Maybe this is expected behavior, but I was hoping it would still show up (although not marked as “live”) and that historical data would still be visible, since it should be stored on the parent node. Have I misunderstood how this works, or could it be misconfigured somehow?
This is precisely how it’s supposed to work. All the data is there, but we have an issue getting to it currently. Work is underway to rectify this situation. @Stelios_Fragkakis or @copi can you point to an existing issue or provide an ETA?

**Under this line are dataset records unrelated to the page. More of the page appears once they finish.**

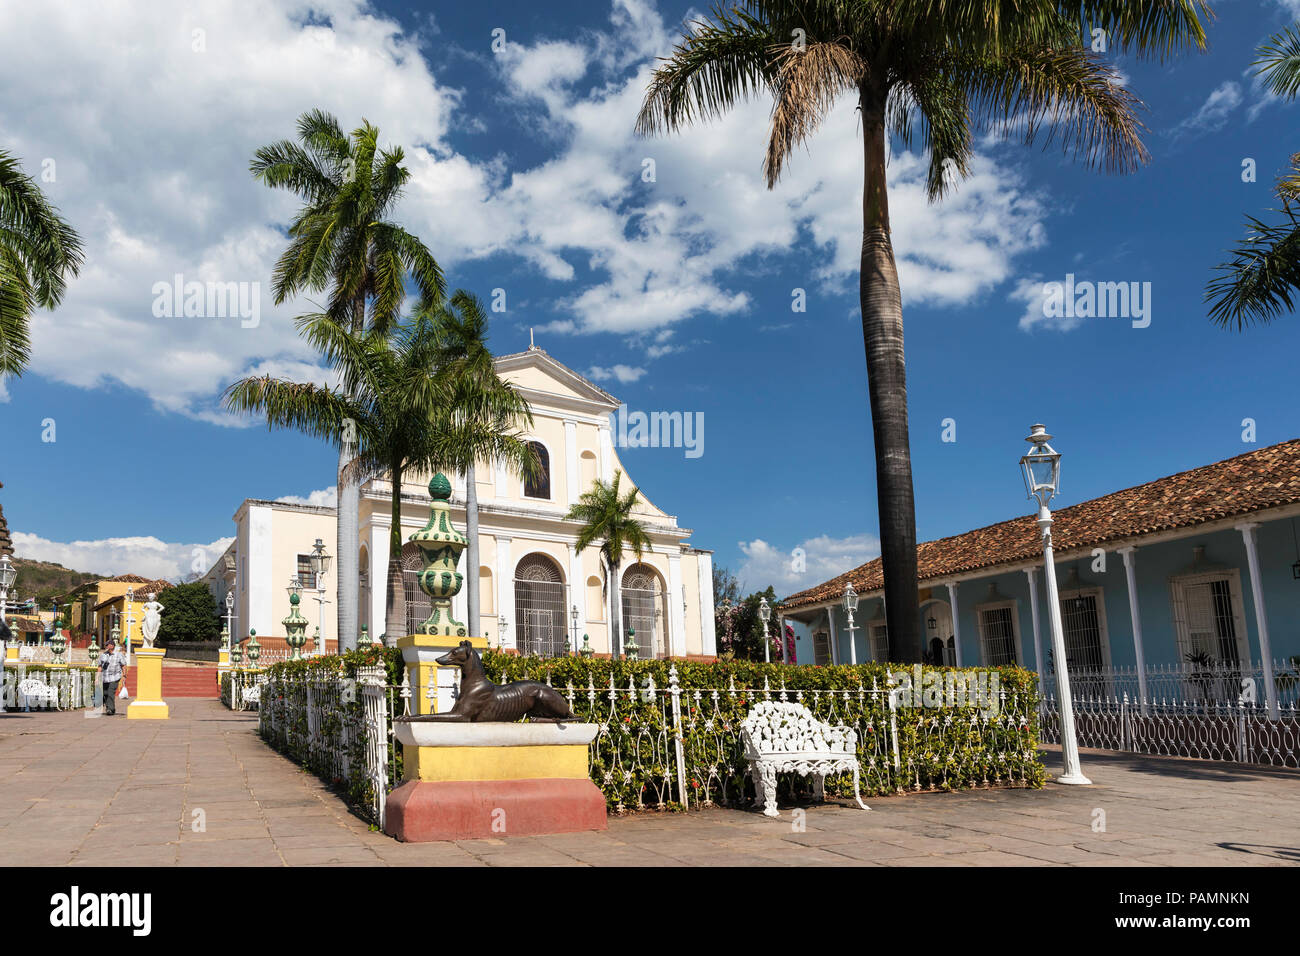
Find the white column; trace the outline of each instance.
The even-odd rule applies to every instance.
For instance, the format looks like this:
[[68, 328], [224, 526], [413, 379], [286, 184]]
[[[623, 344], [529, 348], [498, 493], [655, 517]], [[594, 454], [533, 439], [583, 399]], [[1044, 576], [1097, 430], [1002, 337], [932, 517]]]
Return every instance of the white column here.
[[1137, 569], [1134, 567], [1133, 555], [1137, 548], [1129, 545], [1119, 549], [1124, 558], [1124, 581], [1128, 585], [1128, 616], [1133, 625], [1133, 658], [1137, 662], [1138, 672], [1138, 706], [1142, 713], [1147, 710], [1147, 658], [1142, 649], [1142, 615], [1138, 613]]
[[[380, 635], [388, 627], [388, 530], [392, 523], [388, 515], [375, 514], [370, 519], [370, 539], [367, 544], [370, 545], [370, 637], [372, 640], [379, 640]], [[325, 580], [328, 581], [329, 578]], [[328, 598], [329, 594], [325, 596]], [[331, 605], [325, 606], [328, 608]]]
[[1264, 696], [1268, 698], [1268, 719], [1277, 720], [1277, 687], [1273, 683], [1273, 646], [1268, 639], [1268, 614], [1264, 609], [1264, 586], [1259, 579], [1259, 550], [1255, 542], [1255, 529], [1259, 525], [1248, 521], [1237, 525], [1246, 542], [1246, 561], [1250, 565], [1250, 594], [1255, 604], [1255, 627], [1259, 631], [1260, 669], [1264, 672]]
[[718, 653], [717, 621], [713, 607], [713, 555], [701, 553], [696, 557], [699, 565], [699, 594], [695, 603], [700, 607], [700, 653], [714, 657]]
[[1052, 548], [1052, 513], [1038, 509], [1038, 530], [1043, 536], [1043, 583], [1047, 585], [1047, 620], [1052, 627], [1052, 652], [1056, 664], [1056, 706], [1061, 715], [1061, 762], [1065, 772], [1057, 783], [1092, 783], [1079, 766], [1079, 742], [1074, 735], [1074, 701], [1070, 697], [1070, 667], [1065, 656], [1065, 628], [1061, 626], [1061, 598], [1056, 590], [1056, 560]]
[[564, 420], [564, 464], [564, 487], [568, 491], [569, 504], [577, 504], [582, 476], [578, 473], [578, 423], [572, 418]]
[[[497, 614], [509, 624], [502, 647], [515, 646], [515, 565], [510, 559], [510, 539], [497, 536]], [[500, 630], [497, 631], [500, 634]]]
[[[952, 646], [957, 655], [957, 666], [964, 667], [961, 662], [961, 615], [957, 613], [957, 585], [952, 582], [948, 583], [948, 611], [952, 615]], [[1037, 627], [1034, 628], [1034, 634], [1038, 634]]]
[[682, 607], [682, 556], [668, 555], [668, 655], [686, 656], [686, 609]]
[[[274, 528], [275, 513], [265, 505], [250, 505], [248, 508], [248, 562], [247, 562], [247, 581], [248, 589], [248, 609], [244, 615], [244, 620], [238, 624], [240, 628], [239, 638], [248, 636], [248, 629], [254, 628], [259, 634], [274, 634], [275, 624], [272, 623], [275, 615], [272, 613], [272, 595], [271, 589], [279, 583], [283, 587], [283, 581], [289, 580], [289, 575], [293, 574], [294, 568], [282, 569], [282, 574], [277, 574], [276, 569], [271, 566], [272, 555], [272, 532]], [[310, 543], [310, 542], [307, 542]], [[337, 564], [337, 560], [335, 564]], [[122, 621], [123, 628], [126, 627], [125, 616]]]
[[[570, 608], [578, 609], [578, 633], [570, 639], [573, 641], [573, 652], [576, 654], [578, 648], [582, 646], [582, 635], [587, 631], [587, 576], [582, 573], [582, 555], [572, 544], [567, 546], [569, 549], [569, 601]], [[565, 614], [569, 618], [569, 627], [573, 627], [573, 615], [566, 608]]]
[[1038, 672], [1038, 684], [1043, 684], [1043, 636], [1038, 623], [1038, 569], [1025, 568], [1025, 577], [1029, 578], [1029, 613], [1034, 620], [1034, 670]]
[[[610, 440], [609, 423], [600, 426], [600, 480], [614, 480], [614, 448]], [[713, 585], [710, 584], [709, 587]]]
[[838, 664], [840, 662], [840, 648], [839, 648], [840, 642], [839, 639], [835, 636], [835, 608], [834, 607], [828, 607], [826, 609], [826, 621], [830, 625], [830, 629], [831, 629], [831, 663]]
[[493, 470], [496, 472], [496, 476], [495, 476], [496, 487], [492, 489], [494, 493], [493, 497], [496, 498], [497, 500], [510, 498], [510, 497], [517, 497], [514, 495], [510, 495], [507, 491], [507, 489], [509, 488], [509, 485], [507, 483], [510, 481], [510, 473], [509, 471], [506, 470], [505, 463], [501, 461], [496, 462]]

Thanks for the quick reply. From a UX perspective, maybe it would be worth considering removing the “live” badge until the feature is implemented if there’s no actual opposite, as its existence kind of implies that the node should be visible in the list even if it’s not live. If live nodes are the only ones that will show it makes the label kind of redundant and a bit confusing for an end-user.
Absolutely correct. Is it possible for you to create the bug report in GitHub - netdata/netdata-cloud: The public repository of Netdata Cloud, used as an issue tracker. ?
If not, we will do it for you.
If you could do it, that would be great. It’s not a huge deal for me, just a bit confusing, and I couldn’t easily find any documentation on what the expected behavior was.
I just noticed that a node did get tagged as “Off” after being shut down, and can still be inspected on the Netdata parent, even after refreshing the web ui.
I suspected this was a timing issue, i.e. maybe it still shows if the parent is up while the node goes down, but it disappears if the node is down when Netdata starts.
To test this, I restarted the Netdata service and saw the amount of nodes slowly being populated – unsurprisingly the offline node never made it into the list.
So I assume the problem is that the list on the left is, upon startup, populated based on which nodes are calling home, not what data is available in the database.
It would be neat if Netdata actually cached what nodes it had seen previously, regardless of whether they are currently streaming or not, so that the list could include nodes for which there’s only historical data available.
Maybe one solution could be that child nodes are saved on shutdown to a config file which is read upon start (which means users could also delete systems from the list manually by editing the file).
We are planning to add support for this (the work has already started) and should make it to the agent in the next release in about 6 weeks (in the nightlies before that)
You are correct the data is still there.
For example using the API you can actually check data for an offline node e.g. by visiting localhost:19999/host/child-node/api/v1/data?chart=system.cpu
where child_node is the child that remains offline after the parent restart.